A stem cell that received a certain “signal” from the outside is able to give life to several different “branches”. There are SC ancestors - totipotent. They are able to generate body cells of any kind. Next, the process of differentiation occurs - the structure and functions are complicated, and the ability to transform is reduced. The next branch will be pluripotent SC, which include, for example, embryonic. They can create cell lines of various kinds. The main hopes are laid on them: when introduced into the body, they themselves recognize the problem foci, get to them and, on the spot, turn into cells of a myocardium damaged by a myocardial infarction, replace brain cells affected by a stroke, patch “holes” in blood vessels, etc. More specialized SC that are formed at the following levels of "branching" can give life to an already limited number of cells, therefore they are called multipotent. For example, from the stem cell of the blood only formed elements can be formed - red blood cells, white blood cells, platelets. And finally, there are unipotent SCs that can turn into only one type of cell (for example, spermatogonia can turn only into spermatozoa). Most of all, multi- and unipotent cells are currently studied. They are easier to “manage”, but the range of their application in medicine is quite narrow. The main problem with pluripotent SCs is how to make them differentiate exactly into what doctors need, and not break into disordered undifferentiated division. So far, this has been possible only in laboratory animals, and even then, unfortunately, not always.

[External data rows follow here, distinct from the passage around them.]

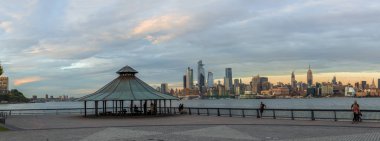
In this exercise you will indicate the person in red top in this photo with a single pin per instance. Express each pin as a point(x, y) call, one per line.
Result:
point(356, 111)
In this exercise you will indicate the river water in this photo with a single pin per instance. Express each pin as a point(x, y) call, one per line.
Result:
point(313, 103)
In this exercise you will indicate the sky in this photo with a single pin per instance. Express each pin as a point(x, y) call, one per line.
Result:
point(75, 47)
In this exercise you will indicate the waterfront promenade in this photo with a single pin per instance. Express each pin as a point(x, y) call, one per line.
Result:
point(182, 127)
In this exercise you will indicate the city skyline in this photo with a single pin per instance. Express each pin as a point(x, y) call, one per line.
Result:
point(70, 47)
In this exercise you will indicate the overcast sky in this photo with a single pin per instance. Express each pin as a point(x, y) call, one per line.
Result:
point(76, 46)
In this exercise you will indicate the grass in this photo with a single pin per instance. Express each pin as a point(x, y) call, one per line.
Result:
point(2, 128)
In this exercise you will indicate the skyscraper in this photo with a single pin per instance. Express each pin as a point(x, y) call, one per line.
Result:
point(201, 77)
point(293, 81)
point(164, 88)
point(373, 85)
point(309, 77)
point(227, 84)
point(334, 80)
point(189, 78)
point(228, 78)
point(256, 85)
point(210, 80)
point(184, 81)
point(364, 85)
point(4, 82)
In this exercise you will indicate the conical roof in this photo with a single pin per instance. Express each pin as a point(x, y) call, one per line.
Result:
point(127, 87)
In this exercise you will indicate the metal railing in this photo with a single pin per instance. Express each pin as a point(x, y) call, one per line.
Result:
point(293, 114)
point(3, 116)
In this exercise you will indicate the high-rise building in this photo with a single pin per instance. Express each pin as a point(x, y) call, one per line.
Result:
point(201, 77)
point(210, 80)
point(309, 77)
point(184, 81)
point(334, 81)
point(229, 79)
point(236, 86)
point(189, 78)
point(227, 84)
point(373, 85)
point(164, 88)
point(4, 82)
point(293, 81)
point(256, 85)
point(364, 85)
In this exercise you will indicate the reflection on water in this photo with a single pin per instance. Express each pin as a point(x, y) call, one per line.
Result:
point(315, 103)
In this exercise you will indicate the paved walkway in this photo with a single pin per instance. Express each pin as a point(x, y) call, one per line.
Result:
point(182, 128)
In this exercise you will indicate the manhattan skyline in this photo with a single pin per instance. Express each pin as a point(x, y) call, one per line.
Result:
point(70, 47)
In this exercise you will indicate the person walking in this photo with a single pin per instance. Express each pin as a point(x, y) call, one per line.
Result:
point(262, 108)
point(356, 111)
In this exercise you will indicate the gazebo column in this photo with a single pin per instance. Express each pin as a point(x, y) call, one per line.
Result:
point(85, 108)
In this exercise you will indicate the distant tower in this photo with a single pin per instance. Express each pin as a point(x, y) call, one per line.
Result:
point(4, 82)
point(228, 78)
point(1, 69)
point(201, 77)
point(164, 88)
point(184, 81)
point(189, 78)
point(309, 77)
point(210, 80)
point(334, 80)
point(293, 80)
point(373, 86)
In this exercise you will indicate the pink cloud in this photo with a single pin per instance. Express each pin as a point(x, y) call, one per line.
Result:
point(26, 80)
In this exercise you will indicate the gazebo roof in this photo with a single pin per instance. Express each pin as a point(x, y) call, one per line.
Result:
point(127, 87)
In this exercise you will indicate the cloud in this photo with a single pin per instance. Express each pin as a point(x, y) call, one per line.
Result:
point(22, 81)
point(58, 49)
point(87, 63)
point(6, 26)
point(77, 45)
point(162, 28)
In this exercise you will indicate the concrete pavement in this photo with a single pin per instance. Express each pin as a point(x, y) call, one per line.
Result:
point(183, 128)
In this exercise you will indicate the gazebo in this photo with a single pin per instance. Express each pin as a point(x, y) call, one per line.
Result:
point(127, 87)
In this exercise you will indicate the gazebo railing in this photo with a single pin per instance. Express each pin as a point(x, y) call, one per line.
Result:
point(293, 114)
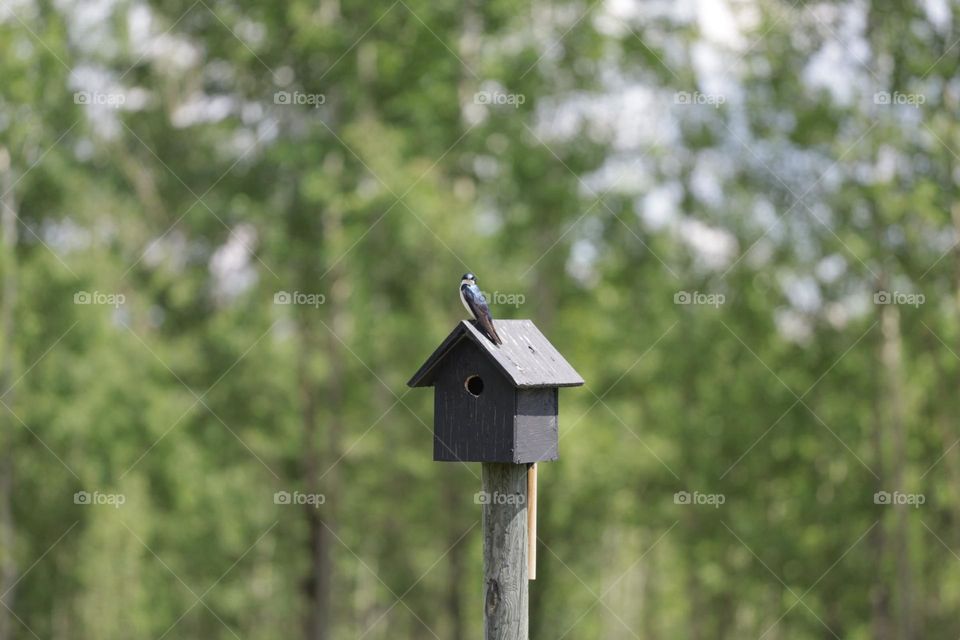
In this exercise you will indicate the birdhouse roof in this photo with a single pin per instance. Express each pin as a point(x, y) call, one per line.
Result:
point(526, 357)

For example, after adrenoreceptors that respond to adrenaline and norepinephrine became known, drugs appeared that mimicked the action of these hormones (adrenergic agonists) or caused the opposite effect (andrenolytics, or adrenergic blockers). It would seem that everything is simple: if you need to raise blood pressure, you need an adrenomimetic, and reduce it - an adrenolytic. True, for some reason the desired effect is not always achieved. And at the same time, in addition to pressure, a lot of parameters change, often not for the better, because adrenoreceptors, it turns out, are in the heart, and in the bronchi, and in the arteries, and in the liver, and many more where. In addition, as research has shown, these receptors are different (there are at least four types of adrenoreceptors, they can differ greatly in localization and effects).
Therefore, to get the main effect with a minimum of side effects, you need a highly specialized drug that affects a specific type of receptor, cell or enzyme. Otherwise, it will be firing at sparrows with a missile with a nuclear warhead.
But what about the stem cells that have been actively studied in recent years? And they, too, will not be “all-healing, ” even if all the hopes placed on them are justified. Even if it is possible to properly stimulate them and control their growth, preventing breakdown in random division, which in medicine is called a malignant tumor.
But is a panacea necessary at all? After all, each person is unique and his illnesses are also individual. And the ideal medicine is one that is suitable for a particular patient in his particular condition. This is at this stage in the development of medicine and will be the key to healing.
The author of the article is a doctor, scientific editor of the medical journal "ABC" (www.abc-gid.ru)The article was published in the journal Popular Mechanics (No. 5, May 2010).